A possible homework assignment might be for each student to browse the Internet and write a short paragraph about one of the following topics:

  • The history of the infertility movement;
  • The cost of having a single birth and/or multiple births to an individual family and to society;
  • Cost savings of providing family planning to poor women (which was stripped from the stimulus bill); and
  • The ethics of implanting multiple embryos and of destroying embryos.

I have tried to keep students away from giving their own opinions about the ethics of Suleman’s and her medical specialist’s behavior. This kind of discussion can cause some parents displeasure, if they hear about it. If the conversation reduces itself to a quarrel between those who support Suleman and those who do not, students will avoid the larger questions on bearing children. But students may want to talk generally, as a windup, about how or how not to regulate infertility treatments.

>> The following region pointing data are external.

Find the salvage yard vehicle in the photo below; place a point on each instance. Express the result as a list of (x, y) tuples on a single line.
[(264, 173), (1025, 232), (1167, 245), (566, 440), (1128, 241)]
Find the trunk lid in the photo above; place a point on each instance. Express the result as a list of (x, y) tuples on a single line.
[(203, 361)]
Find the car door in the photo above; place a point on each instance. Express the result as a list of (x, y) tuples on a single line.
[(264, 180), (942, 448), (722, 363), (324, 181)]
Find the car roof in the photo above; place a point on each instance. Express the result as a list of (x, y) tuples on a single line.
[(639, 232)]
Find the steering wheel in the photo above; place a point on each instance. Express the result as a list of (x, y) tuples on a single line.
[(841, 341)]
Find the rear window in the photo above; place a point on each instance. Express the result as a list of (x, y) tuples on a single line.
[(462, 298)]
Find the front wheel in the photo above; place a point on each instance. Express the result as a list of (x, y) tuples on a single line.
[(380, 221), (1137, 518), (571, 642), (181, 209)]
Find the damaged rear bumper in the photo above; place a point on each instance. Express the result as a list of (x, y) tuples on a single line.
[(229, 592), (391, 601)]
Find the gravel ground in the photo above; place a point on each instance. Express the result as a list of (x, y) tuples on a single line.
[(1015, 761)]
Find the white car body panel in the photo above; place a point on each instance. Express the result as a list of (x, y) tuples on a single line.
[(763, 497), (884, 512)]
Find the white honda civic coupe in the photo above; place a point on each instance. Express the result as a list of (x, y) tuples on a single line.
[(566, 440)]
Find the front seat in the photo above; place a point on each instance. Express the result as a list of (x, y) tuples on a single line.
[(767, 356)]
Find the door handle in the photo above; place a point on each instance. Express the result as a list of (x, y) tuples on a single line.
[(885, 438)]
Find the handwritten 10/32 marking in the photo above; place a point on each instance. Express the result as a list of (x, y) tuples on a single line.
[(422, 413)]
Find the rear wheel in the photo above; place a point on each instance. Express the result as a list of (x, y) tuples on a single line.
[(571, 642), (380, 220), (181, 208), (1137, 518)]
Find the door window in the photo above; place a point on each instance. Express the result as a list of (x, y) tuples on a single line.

As a coda, it would worthwhile to review all forms of contraception. Students tell us so often that lessons on contraception are too dry and clinical to remember. A discussion of the methods against a backdrop of the octuplets’ birth might just be the perfect way for students to realize the profundity of bearing and raising a child. They may come away from the discussion with a better respect for the medical gift of contraception and a greater comfort with using contraception when and if they do decide to have sex.

If you decide to follow this lesson plan—amending it, of course, to suit your students’ ages—let us know if it flies. We shall put your feedback in another post. In the meantime, thanks, Ellen Goodman, for your thoughtful and good ideas!